Después recibo el número de octubre de "Cuadernos hispanoamericanos" y me encuentro con un ensayo sobre la poesía de David Rosenmann-Taub. Creo que vi por última vez a David Rosenmann-Taub un mediodía de mayo de 1952, en el café Sao Paulo de Santiago, un establecimiento profundo, oscuro, que se encontraba al lado del antiguo Teatro Real, en esquina encontrada con la Plaza de Armas. Son lugares de la memoria, pronto convertidos en lugares de la mitología. En una mesa del fondo jugaban una partida de ajedrez Braulio Arenas, poeta surrealista, miembro destacado del Grupo de la Mandrágora, con Emilio Piera, exiliado catalán de la guerra de España. No es imposible que Carmelo Soria estuviera sentado junto a esa mesa, y que su hermano Arturo despotricara de pie y con un paquete de libros debajo del brazo.
Yo admiraba la reciente edición de Cortejo y Epinicio, que llevaba el sello de Cruz del Sur, y Rosenmann-Taub había sido maestro severo, autoritario, a la vez que amistoso, en todo el proceso de escritura de mi primer libro de cuentos, El Patio. Era un amigo exigente, y yo fui un discípulo ingrato. Ahora, frente al ensayo firmado por Pepa Merlo, releo versos y tengo la impresión insegura de recordarlos, de haberlos leído hace la friolera de 62 años.

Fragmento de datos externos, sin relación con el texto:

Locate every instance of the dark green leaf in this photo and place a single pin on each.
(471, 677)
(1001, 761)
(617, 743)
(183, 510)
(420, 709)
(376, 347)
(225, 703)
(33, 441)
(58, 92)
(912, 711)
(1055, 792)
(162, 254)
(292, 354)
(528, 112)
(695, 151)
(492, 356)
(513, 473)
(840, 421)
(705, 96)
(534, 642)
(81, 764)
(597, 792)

"Dios se cambia de casa...". Hablar de un Dios humano, de un Dios distraído, de un Dios obligado a mudarse de domicilio y a transportar unos cuantos tiestos en un coche de lujo, era introducir un tono diferente en la poesía de aquellos años. Hernán Díaz Arrieta, Alone, con su lucidez habitual, comprendió el carácter único de esos poemas y los analizó con desenvoltura, en un tono natural, familiar, que provocaba sospechas. Era, se decía, un crítico "impresionista", con lo cual se trataba de acusarlo de superficialidad. Alone le había prestado quinientos pesos a Pablo Neruda, allá por 1919, para que pudiera editar Crepusculario; en los años cincuenta saludaba Cortejo y Epinicio con franca admiración, y dejaba a muchos principiantes chilenos, que seguían una vanguardia obligatoria, desconcertados, irritados, mordiéndose las uñas.
Acabo de terminar la lectura del Freud de Elisabeth Roudinesco y me encuentro con este Dios freudiano, con este Padre derrotado por el Hijo y por los hijos, de Rosenmann-Taub. "Dios mete los edenes en unos cuantos tiestos, /Y al fuego del infierno le aplica naftalina...". La invención de Dios, la relación blasfema del hombre con un creador desconcertado, un poco ridículo, y a la vez entrañable, era el tono de esta nueva poesía. Me acuerdo siempre de algo que me dijo Rosenmann en esos años que ahora parecen irreales: "Las cosas que a mí me gustan de Chile no son las cosas consagradas y promovidas por el mundo establecido chileno". La frase era enigmática, como solían ser las suyas, y desmontarla, examinarla, sería interesante. En otras palabras, habría que desmontar, deconstruir, al poeta y su poesía, y llegaríamos a conclusiones reveladoras. Freud plantea el tema del parricidio, del asesinato del padre, de la histeria del príncipe Hamlet. Rosenmann dialoga con Dios Padre y todo nos hace pensar en un diálogo de sordos. Era un fascinante personaje: pianista de gran dominio, compositor, poeta de un registro que nos pasó por el lado, mientras estábamos absortos frente a un tablero de ajedrez, en un recinto lleno de humo y de bullicio. Leíamos a Hamlet y conocíamos de memoria los versos de Macbeth: "La vida es un cuento contado por un idiota / lleno de sonido y de furor /y que no significa nada..."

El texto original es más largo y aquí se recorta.